Des formes bougeaient. Des arrêtes s'érigeaient. Par quelle magie ?
Haze se sentait de plus en plus mal. Il n'aurait pu le prouver mais
il était convaincu qu'il s'agissait là de cette fameuse Allée des
Baleines. S'agissait-il là d'un indice ou au contraire cherchait-on
à l'effrayer et le dissuader de s'y rendre. Puis l'ombre prit la
forme d'un masque qui éclata en une multitude d'insectes sombres
rampant dans tous les sens.
Haze
tomba de son fauteuil et se roula en boule.
4
août,
Remis
de sa crise, Haze fut incapable d'expliquer comment il avait quitter
le salon de Mazurewiecz. Hatecroft tenta de rencontrer Mazurewiecz,
en vain. L'homme avait disparu. Et comme la date du départ
approchait à grands pas, il n'a pas insisté. Il a également
renoncé à rencontrer Carter. Que celui-ci tente de mener son projet
à terme. Eux, tenteraient de l'en empêcher. C'était maintenant une
course contre la montre.
L'avion
aurait certainement été plus rapide, mais c'était deux billets
pour le ferry en partance de Los Angeles qu'Hatecroft avait trouvé
dans son manteau. Aussi, le trajet allait prendre plusieurs jours.

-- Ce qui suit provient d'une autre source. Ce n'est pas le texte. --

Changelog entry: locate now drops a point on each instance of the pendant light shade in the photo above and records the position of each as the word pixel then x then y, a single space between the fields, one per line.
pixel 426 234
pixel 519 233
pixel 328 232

Cela laisserait le temps à son bras de se consolider et à Haze de
se remettre de ses émotions.
La
première journée, ils parlèrent peu de tout cela et encore moins
de ce qu'ils allaient faire une fois arrivés. En fait, ils étaient
tous deux convaincu que Mazurewiecz était « habité »
par un esprit venant de Millevaux mais ils n'auraient su dire s'il
s'agissait de ce Horla soucieux de traverser les mondes ou ce fameux
NoAnde qui avait disparu. Était-il possible qu'il s'agisse d'encore
quelqu'un d'autre ?
Hatecroft
se coucha tôt. Il fût réveillé par une étrange chaleur. Mais la
température ne cessait de changer à un rythme très rapide et avec
des écarts importants. En nage et glacé, il se résolut à se
lever. Il fit quelque pas dans sa cabine mais ce sentait mal, en
danger. Il était en proie à un inexplicable sentiment d'insécurité.
Pourtant, il était seul. Il regardait autour de lui et se surprit à
chercher du regard ses livres, ses précieux ouvrages. Loin d'eux, il
se sentait mal, en danger. C'était ses livres qui le protégeaient.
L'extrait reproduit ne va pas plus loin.